How we Resolved the dncp_block Verification Log File Issue in HDFS, Saving Critical Time

How we Resolved the dncp_block Verification Log File Issue in HDFS, Saving Critical Time

Hadoop is a distributed master-slave type architecture. The architecture is something like one name node, one secondary name node, and eight data nodes.

We were using Hadoop to handle a large amount of streaming data from smartphones for one of the leading telecom companies in India. It was an eight-node cluster with Cloudera CDH 5.3.0.

The project was at a critical stage. We were facing a problem wherein the size of “/pdfs/dn/current/Bp-12345-IpAddress-123456789/dncp-block-verification.log.curr” and “dncp-block-verification.log. prev” kept increasing to 100 of GBs within hours, which was slowing down machine, leading to data node service outage.

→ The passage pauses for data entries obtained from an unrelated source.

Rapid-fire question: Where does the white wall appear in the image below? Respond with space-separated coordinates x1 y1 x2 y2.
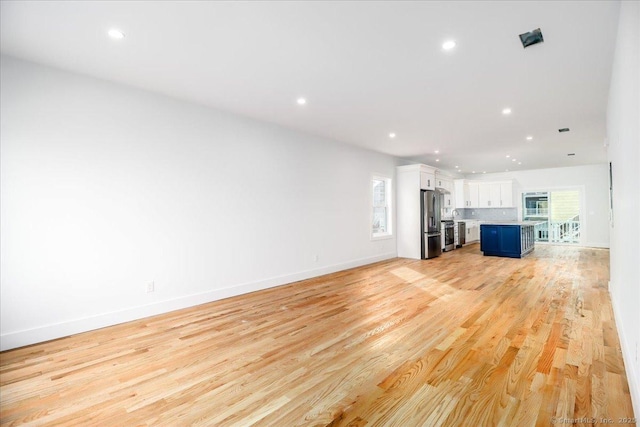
467 165 609 248
0 57 398 350
607 1 640 417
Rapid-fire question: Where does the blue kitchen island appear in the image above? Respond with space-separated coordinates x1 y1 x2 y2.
480 221 536 258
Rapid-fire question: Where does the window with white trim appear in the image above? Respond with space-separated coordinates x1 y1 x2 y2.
371 176 392 238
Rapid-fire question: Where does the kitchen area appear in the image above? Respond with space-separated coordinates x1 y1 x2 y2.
397 164 533 259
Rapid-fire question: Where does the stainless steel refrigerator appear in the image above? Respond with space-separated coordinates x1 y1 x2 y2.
420 190 442 259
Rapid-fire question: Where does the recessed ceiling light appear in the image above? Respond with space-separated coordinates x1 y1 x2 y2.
442 40 456 50
520 28 544 48
107 28 124 39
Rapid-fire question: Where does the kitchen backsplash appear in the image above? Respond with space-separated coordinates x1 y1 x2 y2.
454 208 518 221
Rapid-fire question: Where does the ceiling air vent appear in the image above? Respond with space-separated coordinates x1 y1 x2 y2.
520 28 544 48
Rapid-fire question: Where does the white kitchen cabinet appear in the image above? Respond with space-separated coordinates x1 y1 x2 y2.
462 181 514 208
464 181 480 208
436 171 456 210
478 182 502 208
464 220 480 243
453 179 466 209
500 181 515 208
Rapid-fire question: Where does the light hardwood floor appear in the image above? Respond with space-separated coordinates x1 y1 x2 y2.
0 245 633 427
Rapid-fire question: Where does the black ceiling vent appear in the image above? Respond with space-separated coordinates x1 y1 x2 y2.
520 28 544 48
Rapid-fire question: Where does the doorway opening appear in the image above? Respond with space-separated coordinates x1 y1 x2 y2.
522 190 581 244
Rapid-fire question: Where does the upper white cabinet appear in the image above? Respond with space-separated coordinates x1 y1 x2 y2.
500 181 515 208
436 170 456 209
456 180 514 208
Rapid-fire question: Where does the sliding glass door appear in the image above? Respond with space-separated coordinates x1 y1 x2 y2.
522 189 581 244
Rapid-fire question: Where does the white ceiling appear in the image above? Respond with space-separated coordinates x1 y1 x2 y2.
0 1 619 173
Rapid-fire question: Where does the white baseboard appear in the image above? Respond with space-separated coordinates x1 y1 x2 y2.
609 282 640 418
0 252 396 351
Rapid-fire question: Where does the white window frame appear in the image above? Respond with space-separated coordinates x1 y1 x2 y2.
369 174 393 240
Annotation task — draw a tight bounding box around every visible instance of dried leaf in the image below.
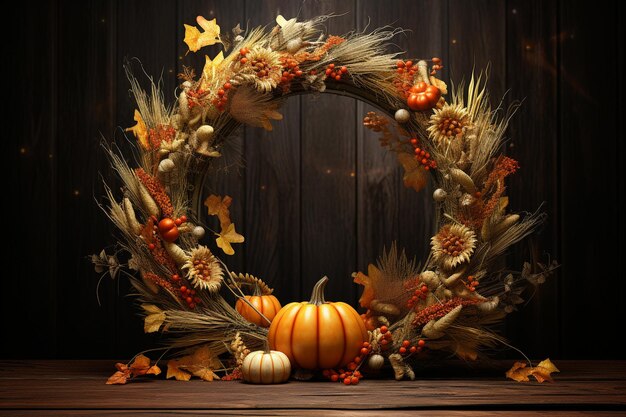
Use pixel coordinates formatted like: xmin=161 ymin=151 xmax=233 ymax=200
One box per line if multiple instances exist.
xmin=354 ymin=264 xmax=381 ymax=308
xmin=141 ymin=304 xmax=165 ymax=333
xmin=184 ymin=16 xmax=221 ymax=52
xmin=106 ymin=355 xmax=161 ymax=385
xmin=398 ymin=152 xmax=428 ymax=191
xmin=215 ymin=223 xmax=245 ymax=255
xmin=167 ymin=346 xmax=222 ymax=381
xmin=125 ymin=109 xmax=150 ymax=149
xmin=506 ymin=359 xmax=560 ymax=383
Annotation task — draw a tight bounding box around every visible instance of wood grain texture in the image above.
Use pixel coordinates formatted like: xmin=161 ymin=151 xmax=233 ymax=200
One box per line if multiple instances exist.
xmin=557 ymin=2 xmax=626 ymax=358
xmin=0 ymin=3 xmax=59 ymax=357
xmin=356 ymin=0 xmax=448 ymax=271
xmin=245 ymin=1 xmax=304 ymax=305
xmin=506 ymin=0 xmax=562 ymax=357
xmin=300 ymin=0 xmax=357 ymax=305
xmin=113 ymin=0 xmax=180 ymax=356
xmin=0 ymin=361 xmax=626 ymax=415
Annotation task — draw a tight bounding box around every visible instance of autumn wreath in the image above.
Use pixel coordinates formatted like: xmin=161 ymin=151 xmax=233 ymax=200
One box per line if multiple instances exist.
xmin=93 ymin=16 xmax=552 ymax=384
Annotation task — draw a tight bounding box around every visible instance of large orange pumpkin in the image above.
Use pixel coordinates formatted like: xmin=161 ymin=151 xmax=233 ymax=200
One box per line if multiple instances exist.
xmin=268 ymin=277 xmax=368 ymax=369
xmin=235 ymin=285 xmax=280 ymax=327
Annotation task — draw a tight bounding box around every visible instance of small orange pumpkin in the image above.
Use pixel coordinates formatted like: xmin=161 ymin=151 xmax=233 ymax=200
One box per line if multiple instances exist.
xmin=235 ymin=285 xmax=281 ymax=327
xmin=406 ymin=81 xmax=441 ymax=111
xmin=268 ymin=277 xmax=368 ymax=369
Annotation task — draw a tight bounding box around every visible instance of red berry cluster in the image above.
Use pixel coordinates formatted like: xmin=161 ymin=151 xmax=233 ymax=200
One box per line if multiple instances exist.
xmin=406 ymin=284 xmax=428 ymax=308
xmin=410 ymin=138 xmax=437 ymax=171
xmin=326 ymin=64 xmax=348 ymax=81
xmin=398 ymin=339 xmax=426 ymax=355
xmin=177 ymin=284 xmax=202 ymax=308
xmin=378 ymin=326 xmax=393 ymax=350
xmin=465 ymin=275 xmax=478 ymax=292
xmin=211 ymin=82 xmax=232 ymax=111
xmin=322 ymin=342 xmax=372 ymax=385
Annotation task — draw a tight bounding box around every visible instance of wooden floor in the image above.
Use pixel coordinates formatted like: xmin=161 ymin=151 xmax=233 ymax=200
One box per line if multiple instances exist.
xmin=0 ymin=360 xmax=626 ymax=416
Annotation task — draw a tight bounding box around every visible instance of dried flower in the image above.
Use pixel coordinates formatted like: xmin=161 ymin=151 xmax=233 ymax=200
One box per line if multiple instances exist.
xmin=239 ymin=46 xmax=282 ymax=93
xmin=426 ymin=104 xmax=469 ymax=148
xmin=183 ymin=246 xmax=224 ymax=292
xmin=431 ymin=224 xmax=476 ymax=269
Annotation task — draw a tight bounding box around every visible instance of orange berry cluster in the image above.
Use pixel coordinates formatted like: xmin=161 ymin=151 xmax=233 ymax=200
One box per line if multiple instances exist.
xmin=187 ymin=88 xmax=209 ymax=109
xmin=211 ymin=82 xmax=233 ymax=111
xmin=406 ymin=284 xmax=428 ymax=308
xmin=280 ymin=57 xmax=303 ymax=84
xmin=410 ymin=138 xmax=437 ymax=171
xmin=398 ymin=339 xmax=426 ymax=355
xmin=326 ymin=64 xmax=348 ymax=81
xmin=135 ymin=168 xmax=174 ymax=217
xmin=179 ymin=277 xmax=202 ymax=308
xmin=465 ymin=275 xmax=478 ymax=292
xmin=393 ymin=60 xmax=417 ymax=97
xmin=378 ymin=326 xmax=393 ymax=350
xmin=322 ymin=342 xmax=372 ymax=385
xmin=430 ymin=57 xmax=443 ymax=75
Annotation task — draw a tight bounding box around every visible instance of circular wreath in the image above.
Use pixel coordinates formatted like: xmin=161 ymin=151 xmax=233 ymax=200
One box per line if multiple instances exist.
xmin=93 ymin=16 xmax=552 ymax=383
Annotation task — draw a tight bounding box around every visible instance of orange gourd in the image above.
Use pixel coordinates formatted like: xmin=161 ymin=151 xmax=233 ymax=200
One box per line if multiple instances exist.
xmin=268 ymin=277 xmax=369 ymax=369
xmin=235 ymin=285 xmax=281 ymax=327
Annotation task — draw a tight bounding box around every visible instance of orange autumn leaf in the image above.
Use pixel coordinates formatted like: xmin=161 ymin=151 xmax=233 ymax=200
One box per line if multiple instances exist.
xmin=204 ymin=194 xmax=233 ymax=229
xmin=167 ymin=346 xmax=222 ymax=381
xmin=124 ymin=109 xmax=150 ymax=149
xmin=398 ymin=152 xmax=428 ymax=191
xmin=354 ymin=264 xmax=381 ymax=308
xmin=106 ymin=355 xmax=161 ymax=385
xmin=215 ymin=223 xmax=245 ymax=255
xmin=506 ymin=359 xmax=560 ymax=383
xmin=184 ymin=16 xmax=221 ymax=52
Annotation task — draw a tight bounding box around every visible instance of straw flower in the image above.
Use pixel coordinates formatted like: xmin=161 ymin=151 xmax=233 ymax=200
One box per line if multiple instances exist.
xmin=427 ymin=104 xmax=470 ymax=146
xmin=238 ymin=46 xmax=282 ymax=93
xmin=431 ymin=224 xmax=476 ymax=269
xmin=183 ymin=246 xmax=224 ymax=293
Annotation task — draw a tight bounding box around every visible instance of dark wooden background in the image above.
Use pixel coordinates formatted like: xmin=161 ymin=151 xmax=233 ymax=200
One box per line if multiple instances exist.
xmin=0 ymin=0 xmax=626 ymax=358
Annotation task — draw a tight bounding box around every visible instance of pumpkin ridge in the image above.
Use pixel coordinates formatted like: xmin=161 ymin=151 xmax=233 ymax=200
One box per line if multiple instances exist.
xmin=289 ymin=302 xmax=306 ymax=366
xmin=331 ymin=304 xmax=348 ymax=368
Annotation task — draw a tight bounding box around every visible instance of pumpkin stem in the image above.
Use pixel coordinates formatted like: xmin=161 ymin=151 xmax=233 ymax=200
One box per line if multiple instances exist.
xmin=252 ymin=282 xmax=263 ymax=297
xmin=309 ymin=276 xmax=328 ymax=306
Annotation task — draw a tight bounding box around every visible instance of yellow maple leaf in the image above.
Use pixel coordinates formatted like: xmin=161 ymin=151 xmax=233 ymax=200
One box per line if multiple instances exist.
xmin=215 ymin=223 xmax=245 ymax=255
xmin=124 ymin=109 xmax=150 ymax=149
xmin=141 ymin=304 xmax=165 ymax=333
xmin=398 ymin=152 xmax=428 ymax=191
xmin=204 ymin=194 xmax=233 ymax=229
xmin=184 ymin=16 xmax=222 ymax=52
xmin=506 ymin=359 xmax=560 ymax=383
xmin=167 ymin=345 xmax=222 ymax=381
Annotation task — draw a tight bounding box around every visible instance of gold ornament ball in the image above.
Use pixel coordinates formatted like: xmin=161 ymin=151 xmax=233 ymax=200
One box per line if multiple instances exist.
xmin=394 ymin=109 xmax=411 ymax=123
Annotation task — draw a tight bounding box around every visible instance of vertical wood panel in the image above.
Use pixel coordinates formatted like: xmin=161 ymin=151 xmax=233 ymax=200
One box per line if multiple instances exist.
xmin=506 ymin=0 xmax=560 ymax=358
xmin=113 ymin=0 xmax=182 ymax=356
xmin=51 ymin=1 xmax=117 ymax=357
xmin=0 ymin=2 xmax=57 ymax=357
xmin=357 ymin=0 xmax=448 ymax=278
xmin=175 ymin=0 xmax=249 ymax=282
xmin=558 ymin=2 xmax=626 ymax=358
xmin=301 ymin=0 xmax=357 ymax=304
xmin=444 ymin=0 xmax=506 ymax=101
xmin=245 ymin=1 xmax=302 ymax=305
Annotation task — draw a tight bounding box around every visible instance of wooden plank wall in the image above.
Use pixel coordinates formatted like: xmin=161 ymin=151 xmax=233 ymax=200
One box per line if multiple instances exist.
xmin=0 ymin=0 xmax=626 ymax=358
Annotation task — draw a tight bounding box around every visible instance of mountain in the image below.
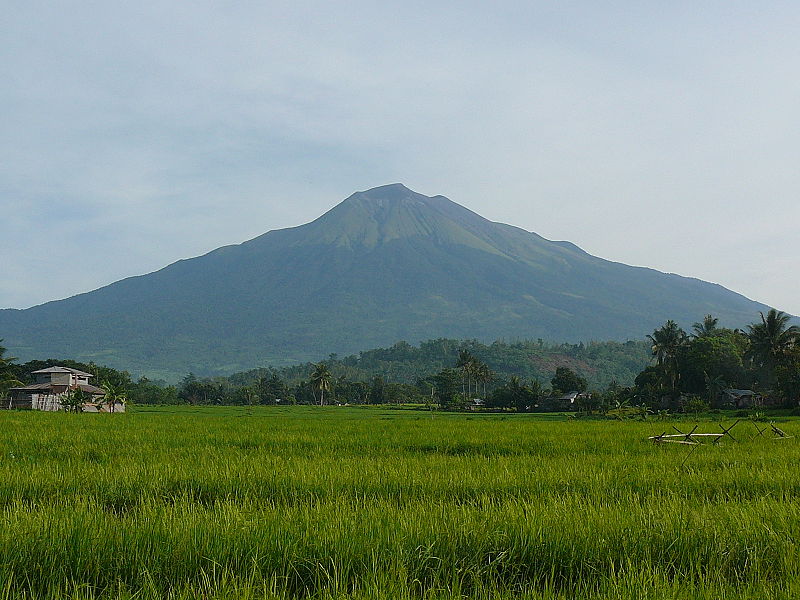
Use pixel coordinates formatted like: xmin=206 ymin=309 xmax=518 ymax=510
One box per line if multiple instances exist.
xmin=0 ymin=184 xmax=768 ymax=378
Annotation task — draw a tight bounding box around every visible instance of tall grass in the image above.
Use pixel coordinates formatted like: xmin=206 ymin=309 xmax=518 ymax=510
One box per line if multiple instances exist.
xmin=0 ymin=408 xmax=800 ymax=599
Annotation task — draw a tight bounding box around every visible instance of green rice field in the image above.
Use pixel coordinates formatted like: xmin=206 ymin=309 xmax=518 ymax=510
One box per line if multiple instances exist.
xmin=0 ymin=407 xmax=800 ymax=600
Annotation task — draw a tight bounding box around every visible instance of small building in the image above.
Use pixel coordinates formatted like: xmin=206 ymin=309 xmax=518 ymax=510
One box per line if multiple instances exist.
xmin=7 ymin=366 xmax=125 ymax=412
xmin=534 ymin=391 xmax=592 ymax=412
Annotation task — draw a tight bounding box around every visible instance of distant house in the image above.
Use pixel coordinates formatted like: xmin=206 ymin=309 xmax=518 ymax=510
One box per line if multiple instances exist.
xmin=8 ymin=367 xmax=125 ymax=412
xmin=720 ymin=389 xmax=764 ymax=408
xmin=534 ymin=391 xmax=591 ymax=412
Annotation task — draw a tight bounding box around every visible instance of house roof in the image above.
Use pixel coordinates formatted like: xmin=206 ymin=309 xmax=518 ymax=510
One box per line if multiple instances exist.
xmin=34 ymin=366 xmax=94 ymax=377
xmin=725 ymin=389 xmax=758 ymax=396
xmin=10 ymin=383 xmax=106 ymax=396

It was an HDFS bug (HDFS-7430). There needed to be help on how it should be resolved. After having a good discussion with Hadoop experts at Ellicium, I could solve this issue. I have two options to resolve this.

Option 1

By stopping the data node services and deleting dncp block verification files manually. Implementing this would require continuous monitoring, as log files may increase in size on either data node (even on the same node after deleting it).

Option 2

Although slightly drastic, it was to turn off the block scanner entirely by setting into the HDFS DataNode configuring the key dfs.datanode.scan.period.hours to 0 (default is 504 in hours). The negative effect of this could have been DNs not auto-detecting corrupted block files.

After considering the pros and cons, we went ahead with option 1. After implementation, as expected, the service was up and running. Hopefully, this issue will be resolved in the next version of CDH 5.4.x.

It was a big relief, and I felt proud, as it saved a lot of cluster downtime.